Despite the historic announcement, sterling traders appeared unimpressed, perhaps due to the fact that we are receiving news of similar packages around the world, such as those mentioned overleaf. The GBP/USD cross hit fresh six month lows on Tuesday, down another 1% for the day (Figure 1). Despite recouping some of these losses during Asian trading, the pair made another march towards these lows this morning as investors continue to flock to the safety of the US dollar.

Figure 1: GBP/USD (March 2020)

There is a general feeling in the market that interest rate cuts from the major central banks can only go so far in supporting the global economy from the current crisis. Targeting spending, generous loan packages and the forbearance of debt, such as that announced by the UK government yesterday should be far more effective in keeping the most at risk industries afloat.

Trump prepares rescue package for US economy

As mentioned, news of fiscal stimulus packages are now being announced around the world. The US government yesterday outlined its fiscal plans, with the Trump administration proposing $1 trillion of stimulus yesterday. Including within the measures are cash handouts to households, the deferral of taxes and generous business loans to small companies. This follows on from a similar announcement out of Germany last week, with authorities there freeing up €550 billion worth of loans, mainly for smaller businesses.

In contrast to sterling, the dollar bounced on the news, given that it provides investors with yet another reason to buy the already well bid currency. US stocks also bounced back, although this looks highly likely to be temporary as investors steer clear of high risk investments. There is a chance that the US follows suit with a number of other governments around the world in banning short selling for a temporary time period, much like it did in the ‘08 crisis. For now, however, we expect the current trend to continue in the next few days – investors going long on the dollar due to its safe-haven status and shorting equities around the world in favour of lower risk investments.

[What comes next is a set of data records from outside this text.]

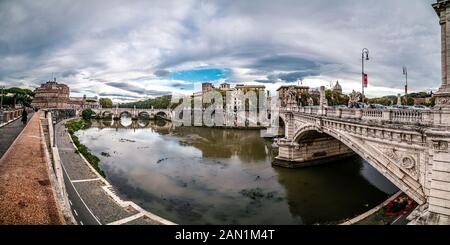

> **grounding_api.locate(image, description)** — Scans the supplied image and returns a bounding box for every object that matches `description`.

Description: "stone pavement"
[0,114,33,158]
[56,121,173,225]
[0,113,64,224]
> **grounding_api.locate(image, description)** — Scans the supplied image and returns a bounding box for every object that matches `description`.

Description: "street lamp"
[403,66,408,105]
[0,85,5,109]
[361,48,369,103]
[52,116,56,147]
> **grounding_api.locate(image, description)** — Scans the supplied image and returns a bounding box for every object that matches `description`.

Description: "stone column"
[426,130,450,225]
[433,0,450,107]
[319,86,328,115]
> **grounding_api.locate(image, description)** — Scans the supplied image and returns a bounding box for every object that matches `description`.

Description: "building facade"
[277,85,309,106]
[31,79,70,109]
[31,79,99,109]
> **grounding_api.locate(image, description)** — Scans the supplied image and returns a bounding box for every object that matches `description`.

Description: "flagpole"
[361,48,369,103]
[403,66,408,105]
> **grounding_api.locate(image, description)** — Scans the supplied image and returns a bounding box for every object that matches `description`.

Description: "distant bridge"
[92,107,172,121]
[269,101,450,223]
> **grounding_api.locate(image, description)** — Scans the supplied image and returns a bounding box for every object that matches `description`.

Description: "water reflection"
[78,120,396,224]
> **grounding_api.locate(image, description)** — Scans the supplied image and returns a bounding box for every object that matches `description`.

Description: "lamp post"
[403,66,408,105]
[0,85,5,109]
[361,48,369,103]
[52,116,56,147]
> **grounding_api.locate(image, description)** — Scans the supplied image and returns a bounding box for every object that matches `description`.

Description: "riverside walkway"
[0,113,65,224]
[0,114,32,158]
[56,121,174,225]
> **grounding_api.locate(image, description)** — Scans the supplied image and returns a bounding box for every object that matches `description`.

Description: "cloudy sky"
[0,0,440,101]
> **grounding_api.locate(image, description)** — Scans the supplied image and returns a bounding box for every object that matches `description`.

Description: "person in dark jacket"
[22,108,28,124]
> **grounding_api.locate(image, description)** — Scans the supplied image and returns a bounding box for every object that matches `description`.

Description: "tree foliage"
[99,98,113,108]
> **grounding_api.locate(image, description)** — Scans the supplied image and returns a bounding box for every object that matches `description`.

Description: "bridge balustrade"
[362,109,383,121]
[392,110,431,123]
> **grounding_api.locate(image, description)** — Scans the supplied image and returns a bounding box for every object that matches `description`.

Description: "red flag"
[363,73,369,88]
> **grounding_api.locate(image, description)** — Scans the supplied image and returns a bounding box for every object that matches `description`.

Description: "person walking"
[22,108,28,125]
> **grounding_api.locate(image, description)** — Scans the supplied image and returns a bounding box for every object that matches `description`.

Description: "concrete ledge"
[60,120,176,225]
[272,153,356,168]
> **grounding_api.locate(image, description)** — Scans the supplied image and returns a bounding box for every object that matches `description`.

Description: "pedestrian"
[22,108,28,125]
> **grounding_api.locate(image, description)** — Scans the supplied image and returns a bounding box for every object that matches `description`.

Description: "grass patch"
[65,119,106,177]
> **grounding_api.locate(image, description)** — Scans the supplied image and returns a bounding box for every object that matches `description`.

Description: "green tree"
[99,98,113,108]
[81,108,94,120]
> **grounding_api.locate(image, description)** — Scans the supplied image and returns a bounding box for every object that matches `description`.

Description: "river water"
[77,118,398,224]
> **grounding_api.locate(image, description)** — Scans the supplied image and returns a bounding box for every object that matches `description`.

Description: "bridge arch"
[138,111,151,119]
[293,123,426,204]
[102,111,114,117]
[155,111,168,118]
[119,111,133,118]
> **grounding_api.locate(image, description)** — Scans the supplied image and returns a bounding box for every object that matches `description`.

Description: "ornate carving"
[436,97,450,105]
[433,141,448,151]
[379,146,418,179]
[400,157,416,169]
[308,97,314,106]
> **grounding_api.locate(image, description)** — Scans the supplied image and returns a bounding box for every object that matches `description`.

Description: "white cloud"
[0,0,440,99]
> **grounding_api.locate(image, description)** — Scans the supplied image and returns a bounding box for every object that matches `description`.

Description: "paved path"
[0,114,33,158]
[0,114,64,224]
[56,119,169,225]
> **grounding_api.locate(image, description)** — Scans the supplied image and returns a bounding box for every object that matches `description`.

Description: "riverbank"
[64,119,106,177]
[0,113,65,225]
[56,119,175,225]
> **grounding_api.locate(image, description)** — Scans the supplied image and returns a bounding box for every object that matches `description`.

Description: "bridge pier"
[273,133,355,168]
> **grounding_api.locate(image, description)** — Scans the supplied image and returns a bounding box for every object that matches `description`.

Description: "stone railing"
[0,110,22,127]
[362,109,383,120]
[281,106,438,125]
[391,110,432,124]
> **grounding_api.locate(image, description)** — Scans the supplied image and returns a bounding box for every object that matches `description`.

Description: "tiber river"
[77,118,398,224]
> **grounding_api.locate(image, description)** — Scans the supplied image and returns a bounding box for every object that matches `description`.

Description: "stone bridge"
[274,103,450,223]
[92,107,172,121]
[273,0,450,224]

Euro slide continues as big European recession looms

The euro similarly fell foul of the dollars strength again yesterday, shedding around 1.5% for the day and opening this morning below the 1.10 level.

One of the first few pieces of economic news that encompasses the crisis was yesterday’s ZEW economic sentiment index from Germany, which fell to its lowest level since late-2011. The index plunged to -49.5 in March from +8.7 in February. Given that the crisis has still not yet peaked in Europe, we think that similar data over the next few weeks will come in even worse and show that the Euro Area economy is heading for a sizable recession. With Europe now at the epicenter of the crisis, the bloc’s economy will be hit especially hard, which we think ensures that further losses for EUR/USD are very much on the cards in the coming days. This could cause the pair to test the 1.05 level sooner rather than later.